Mijailovic has been in custody since September 24, two weeks after the 46-year-old Lindh was stabbed several times in the stomach in a Stockholm department store while shopping with a friend. Doctors worked for several hours to save Lindh, but she died on the morning of September 11, plunging the country into mourning.
Blidberg said that Mijailovic could be charged with Lindh's murder as early as January 12 and a trial could start a week later. The start time, however, depends on whether Mijailovic will undergo a psychiatric screening ahead of the trial.
"But that's up to the court to decide," she said.
Althin had no immediate comment about the charges or trial. Neither did he say why Mijailovic, a Swede of Yugoslav origin with previous convictions for assault, illegal weapons possession and making death threats, confessed to the killing.

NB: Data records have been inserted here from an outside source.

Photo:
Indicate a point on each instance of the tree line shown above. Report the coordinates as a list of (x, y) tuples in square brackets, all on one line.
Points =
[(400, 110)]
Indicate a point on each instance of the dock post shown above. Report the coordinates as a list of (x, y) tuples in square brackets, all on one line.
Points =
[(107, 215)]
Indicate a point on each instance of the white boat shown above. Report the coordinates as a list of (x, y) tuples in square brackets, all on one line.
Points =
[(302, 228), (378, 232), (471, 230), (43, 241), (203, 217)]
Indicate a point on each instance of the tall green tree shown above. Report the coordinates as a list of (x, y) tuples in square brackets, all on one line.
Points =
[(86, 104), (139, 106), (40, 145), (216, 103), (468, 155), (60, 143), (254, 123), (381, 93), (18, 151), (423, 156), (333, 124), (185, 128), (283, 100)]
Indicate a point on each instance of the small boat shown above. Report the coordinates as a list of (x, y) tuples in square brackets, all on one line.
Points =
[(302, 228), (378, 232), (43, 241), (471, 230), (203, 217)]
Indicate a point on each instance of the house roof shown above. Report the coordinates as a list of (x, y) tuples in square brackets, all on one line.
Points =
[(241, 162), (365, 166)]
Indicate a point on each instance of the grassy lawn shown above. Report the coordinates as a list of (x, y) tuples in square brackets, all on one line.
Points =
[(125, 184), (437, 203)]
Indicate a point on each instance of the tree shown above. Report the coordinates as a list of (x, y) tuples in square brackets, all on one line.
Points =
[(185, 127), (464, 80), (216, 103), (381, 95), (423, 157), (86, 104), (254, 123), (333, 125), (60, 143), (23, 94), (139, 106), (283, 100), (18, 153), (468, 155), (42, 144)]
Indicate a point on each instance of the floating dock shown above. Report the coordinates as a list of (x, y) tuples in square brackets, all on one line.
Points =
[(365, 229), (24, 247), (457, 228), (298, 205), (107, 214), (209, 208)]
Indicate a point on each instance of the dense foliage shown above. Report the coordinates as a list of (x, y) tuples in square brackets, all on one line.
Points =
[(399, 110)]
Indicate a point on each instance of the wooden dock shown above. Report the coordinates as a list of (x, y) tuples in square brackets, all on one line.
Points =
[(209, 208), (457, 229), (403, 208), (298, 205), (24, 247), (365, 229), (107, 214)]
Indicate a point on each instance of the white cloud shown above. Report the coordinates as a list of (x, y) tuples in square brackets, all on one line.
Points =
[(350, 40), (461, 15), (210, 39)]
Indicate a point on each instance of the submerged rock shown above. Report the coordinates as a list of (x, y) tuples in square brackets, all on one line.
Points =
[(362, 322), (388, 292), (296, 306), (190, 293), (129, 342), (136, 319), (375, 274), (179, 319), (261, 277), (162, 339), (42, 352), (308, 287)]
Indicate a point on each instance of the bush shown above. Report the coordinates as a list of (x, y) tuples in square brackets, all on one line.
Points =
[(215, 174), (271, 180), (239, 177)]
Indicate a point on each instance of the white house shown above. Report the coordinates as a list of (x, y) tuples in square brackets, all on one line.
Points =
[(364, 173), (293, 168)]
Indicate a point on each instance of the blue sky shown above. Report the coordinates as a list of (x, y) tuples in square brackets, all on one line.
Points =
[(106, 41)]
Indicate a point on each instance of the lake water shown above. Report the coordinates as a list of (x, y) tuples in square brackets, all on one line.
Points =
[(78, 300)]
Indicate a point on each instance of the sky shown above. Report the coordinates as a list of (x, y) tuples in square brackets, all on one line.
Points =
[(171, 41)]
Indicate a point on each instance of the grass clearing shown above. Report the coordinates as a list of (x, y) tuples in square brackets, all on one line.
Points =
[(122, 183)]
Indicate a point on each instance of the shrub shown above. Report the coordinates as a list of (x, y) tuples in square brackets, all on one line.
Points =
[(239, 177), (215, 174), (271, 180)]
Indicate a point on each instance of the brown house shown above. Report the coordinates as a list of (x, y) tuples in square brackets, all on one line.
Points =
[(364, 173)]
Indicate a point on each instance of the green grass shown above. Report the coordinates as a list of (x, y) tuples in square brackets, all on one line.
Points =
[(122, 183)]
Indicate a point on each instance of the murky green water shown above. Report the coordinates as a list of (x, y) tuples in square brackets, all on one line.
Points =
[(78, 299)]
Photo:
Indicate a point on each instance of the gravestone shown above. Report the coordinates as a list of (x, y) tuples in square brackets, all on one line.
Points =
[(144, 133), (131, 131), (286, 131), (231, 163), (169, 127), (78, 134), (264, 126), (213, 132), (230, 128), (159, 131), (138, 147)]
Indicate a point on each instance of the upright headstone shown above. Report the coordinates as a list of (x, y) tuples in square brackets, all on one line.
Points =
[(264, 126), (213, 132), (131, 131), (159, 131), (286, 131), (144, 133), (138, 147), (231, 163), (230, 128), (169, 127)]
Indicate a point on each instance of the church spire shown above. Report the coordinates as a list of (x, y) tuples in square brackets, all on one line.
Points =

Mijailovic likely faces life in prison. Sweden, like other European countries, doesn't have capital punishment.
Blidberg has said that DNA traces found on the knife used to stab Lindh and on Mijailovic's clothes matches his own, adding that the evidence against the suspect is good.
Lindh, touted as a future prime minister of the Scandinavian country of nine million, was popular with many Swedes. Her death shocked the country and left it numb just days ahead of a national referendum on whether to adopt the euro, which failed.
Police have maintained her death was not the result of her strong pro-euro stance, calling it merely a random act of violence.
The trial against Mijailovic is expected to dominate Scandinavian media, particularly in Sweden, which is still haunted by the unsolved killing of Prime Minister Olof Palme in 1986.